The main focus of Buddhism is connecting to our True Self or True Nature (as I like to term it). There are three inseparable qualities to True Nature: Space, our boundless vision of the Universe, mind and surroundings; our clarity or awareness that arises from that space; and our responsiveness to that awareness which illustrates that all thoughts and emotions are merely distortions of our True Nature. In Buddhism we are told to treat all thoughts and emotions equal. In doing so, it keeps the pendulum of energy and experience from swinging too far into self gratifying bliss or the opposite, pain and suffering. In essence we are asked to find a middle ground in how we interpret our thoughts and emotions so we are balanced – only then can the indestructible quality of our existence arise from the ashes of ego and false-self.

The paradox is this: How would we know where the middle ground is without already knowing the extreme opposites of bliss and suffering. We need to have a matrix in place that takes in consideration all facets: bliss as it relates to our false-self, suffering as it relates to our false-self and this elusive middle ground called enlightenment. When we are born, society hands us our ego. True the ego is not found in the womb – it is society that molds an ego but much like the concept of Hell, the ego is manmade and in order to socially evolve it is a necessary function in our lives. Much like Hell which does not transcend humans and earth – humans create Hell through our own actions – there is this fundamental concept of right and wrong that facilitates such discussions about Hell. Likewise, there is a fundamental connection between ego and our true self (True Nature). It is true that most Buddhists would contend that the ego is not a part of us – it is merely a distortion.  Still, even distortions are tangible evidence of who we are. When we look in a mirror, that image may be a distortion of our true self – a mirrored copy that is not real, but still it is rather difficult to deny that this image is not us. As stated in an earlier blog, we need the ego to evolve so that we can first reach the necessary milestones in Maslow’s hierarchy of needs: The ego and our basic instincts feed subsistence strategies, love and warmth for example; only then can we begin to tackle self-actualization at the apex of self-directed growth. So, the ego is necessary in our early development as humans yet it is ironic how it becomes our enemy as we mature into adults.
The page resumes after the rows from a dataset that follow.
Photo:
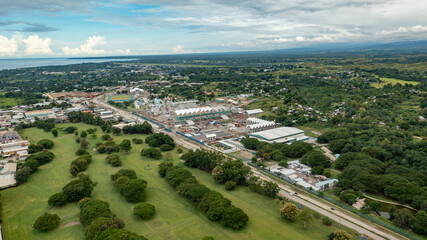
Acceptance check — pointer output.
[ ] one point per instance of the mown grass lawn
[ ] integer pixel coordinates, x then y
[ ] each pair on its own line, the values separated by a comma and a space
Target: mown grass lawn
176, 217
392, 81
The concept of an ego is in itself a yardstick in societal evolution. Whether we need the ego or not is really not the point – the ego exists whether we like it or not. The focus is not to say we do not need the ego but to acknowledge that it exists and then separate its facilities within our mind – make space for it so that when thoughts and emotions arise we can distinguish which ones are proactive to our evolution and development and which ones are merely there to create false-self and ultimately suffering. We cannot deny the ego but must find awareness for its power – the ego helped build a crude but necessary foundation in our human evolution. Now in the search for enlightenment, the key is to limit its authority and power so that true authentic empowerment can arise from within.